If Justice Alito Doesn't Have Enough Evidence to Name the Dobbs Leaker, Maybe He Shouldn't Say He Knows Who It Was
by Michael C. Dorf
Last week the Wall Street Journal published a story based on an interview with Justice Samuel Alito. The WSJ requires a subscription but for readers who lack one, I can briefly quote the key portions on which I want to focus. Regarding last year's leak of Justice Alito's majority opinion in the Dobbs case, he says:
“I personally have a pretty good idea who is responsible, but that’s different from the level of proof that is needed to name somebody . . . .” The reporter then states that Alito is "certain about the motive," which was, in the Justice's words, “part of an effort to prevent the Dobbs draft . . . from becoming the decision of the court.

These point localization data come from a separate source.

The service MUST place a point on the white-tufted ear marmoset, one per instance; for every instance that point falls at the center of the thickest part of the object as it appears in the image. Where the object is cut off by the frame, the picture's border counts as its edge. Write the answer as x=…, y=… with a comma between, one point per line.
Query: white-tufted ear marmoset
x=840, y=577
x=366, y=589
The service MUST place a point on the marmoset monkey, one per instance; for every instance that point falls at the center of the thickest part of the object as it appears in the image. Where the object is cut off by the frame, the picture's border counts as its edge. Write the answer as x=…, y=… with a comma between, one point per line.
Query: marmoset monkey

And that’s how it was used for those six weeks by people on the outside—as part of the campaign to try to intimidate the court.” He goes on: “Those of us who were thought to be in the majority, thought to have approved my draft opinion, were really targets of assassination,” in an apparent reference to the apprehension of an armed man outside the home of Justice Brett Kavanaugh. Justice Alito adds: “It was rational for people to believe that they might be able to stop the decision in Dobbs by killing one of us.”
Justice Alito did not (so far as I'm aware) receive but fail to report extravagant largesse from an eccentric billionaire patron with a collection of Nazi memorabilia, nor did his wife participate in a plot to overthrow U.S. democracy. Accordingly, he is not the most ethically challenged of the current Justices. But we oughtn't to grade on a curve. At a minimum, Justice Alito's statements to the WSJ reporter (assuming they were reported accurately), reflect poor judgment.
Let me be clear that I'm criticizing Justice Alito for speaking publicly as he did, not for having a view about the leaker's identity that fails to satisfy some standard of proof that would be needed in a court of law. Consider a criminal law analogy. One can think--and be right--that D probably is guilty of some crime, even though D has not yet been tried for it and would be entitled to a presumption of innocence in a criminal trial. The presumption of innocence does not mean that a defendant actually is innocent until proven guilty. It's merely a restatement of the government's burden of proving guilt beyond a reasonable doubt.